"Il faut les frapper là où ça fait le plus mal: au portefeuille", clame un utilisateur de Twitter sous le mot-clé #boycottproduitscatalans. "Nous les Espagnols qui ne voulons pas que l'Espagne soit dépecée (...) nous pouvons passer à l'action en adoptant une mesure dissuasive à caractère économique", clame une page Facebook sur le même thème.
Certaines pages existaient déjà depuis longtemps, mais leurs appels sont relayés avec plus de force depuis le durcissement de la crise politique entre le gouvernement central et la Catalogne après le référendum d'autodétermination interdit du 1er octobre.
L'appel au boycott concerne avant tout l'industrie agroalimentaire, pilier de l'économie catalane: cava (vin mousseux), bière Estrella Damm, pâte à tartiner Nocilla, cacao en poudre Cola Cao, eaux minérales Vichy Catalan et Font Vella... Mais aussi les médicaments -l'industrie pharmaceutique est très implantée en Catalogne-, les voitures de l'usine catalane de Seat (Volkswagen), et les groupes étrangers présents dans la région (Nestlé, Danone, Unilever...)
Des applications mobiles ont même vu le jour pour aider les consommateurs à faire le tri.
L'impact réel reste encore difficile à évaluer. Pour le cava par exemple, "nous avons eu quelques clients qui ont moins acheté", notamment à Madrid, "mais cela reste à confirmer car le gros (des commandes) démarre en novembre" en prévision de Noël, explique à l'AFP Rosa Rebula, gérante du producteur Rosell i Formosa.
Toutefois certains clients ont expliqué très clairement qu'ils avaient suspendu leurs achats pour des raisons politiques.
"Ah ça oui, ils nous ont dit de ces choses! Ils ne comprennent pas la situation, c'est tout", regrette Mme Rebula, qui a déjà subi un boycott du cava catalan en 2004, après des déclarations d'un politicien catalan appelant à boycotter la candidature de Madrid aux jeux Olympiques de 2012.
Le mouvement avait été "très intense. Et la majorité des clients perdus n'ont jamais été récupérés (...) Les conséquences peuvent être graves" cette fois aussi, s'inquiète-t-elle.
Freixenet, le N.1 du secteur, qui envisage de transférer son siège hors de Catalogne, explique que les chiffres de vente ne seront disponibles qu'à la fin du trimestre. Ni la Chambre de commerce de Barcelone ni les syndicats patronaux n'ont pour l'instant de données sur l'éventuel impact d'un boycott.

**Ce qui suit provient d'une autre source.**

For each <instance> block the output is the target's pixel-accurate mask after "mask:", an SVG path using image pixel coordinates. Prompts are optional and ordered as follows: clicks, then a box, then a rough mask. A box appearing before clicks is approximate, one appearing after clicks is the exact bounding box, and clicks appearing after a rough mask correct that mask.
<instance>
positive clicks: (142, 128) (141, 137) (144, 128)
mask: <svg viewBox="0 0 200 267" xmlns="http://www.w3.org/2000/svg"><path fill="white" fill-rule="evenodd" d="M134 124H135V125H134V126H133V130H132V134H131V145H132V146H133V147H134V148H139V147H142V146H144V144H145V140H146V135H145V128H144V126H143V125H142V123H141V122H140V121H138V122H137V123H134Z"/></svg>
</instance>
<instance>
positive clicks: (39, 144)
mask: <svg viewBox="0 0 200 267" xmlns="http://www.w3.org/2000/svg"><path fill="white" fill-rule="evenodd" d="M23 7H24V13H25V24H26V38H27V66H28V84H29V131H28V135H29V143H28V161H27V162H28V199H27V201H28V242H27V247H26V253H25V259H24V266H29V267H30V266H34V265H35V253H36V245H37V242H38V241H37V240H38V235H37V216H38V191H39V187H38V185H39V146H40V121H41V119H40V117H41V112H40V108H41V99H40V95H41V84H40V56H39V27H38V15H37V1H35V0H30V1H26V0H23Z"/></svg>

Lire aussi : Catalogne: la marée des entreprises quittant la région continue
Plusieurs voix se sont élevées pour appeler au calme, notamment l'ancien vice-président du Parlement européen et ancien ministre socialiste Josep Borrell.
"Il faut arrêter le boycott car les gens qui seront ruinés à cause du boycott se sentiront encore plus anti-espagnols, ce qui est logique", a-t-il déclaré cette semaine.
D'autres s'inquiètent du risque d'effet boomerang pour le reste de l'Espagne. "Chaque fois que nous boycottons un produit catalan, nous nous tirons une balle dans le pied", a mis en garde Francisco Javier Peinado, de la Confédération régionale des entreprises d'Estrémadure (sud-ouest), dans un entretien au quotidien El Pais.
De nombreux produits sont en effet fabriqués en Catalogne avec des matières premières venant du reste de l'Espagne, par exemple de la farine pour les pizzas.
Rosa Rebula, la productrice de cava, le rappelle à ses clients en colère contre la Catalogne: dans les bouteilles, "le bouchon vient d'Estrémadure, le verre vient de Leon. S'ils ne nous achètent rien, nous non plus ne pourrons pas acheter" ces produits aux fournisseurs.
L'un des principaux syndicats espagnols, CCOO, a aussi dénoncé comme "ridicules et contre-productifs" les appels au contre-boycott lancés par certains indépendantistes contre les entreprises ayant transféré leur siège social hors de Catalogne, notamment les grandes banques.
Ce type d'initiatives pousse à "consolider dans le temps" le départ des entreprises et pourrait avoir des conséquences "sur l'emploi direct et indirect".
Au sein du gouvernement catalan lui-même, le conseiller "entreprises" Santi Vila s'est lui-même montré critique: "Stresser les banques (...) ce n'est pas la meilleure façon d'agir. Mettre l'économie en danger, c'est marquer un but contre son camp".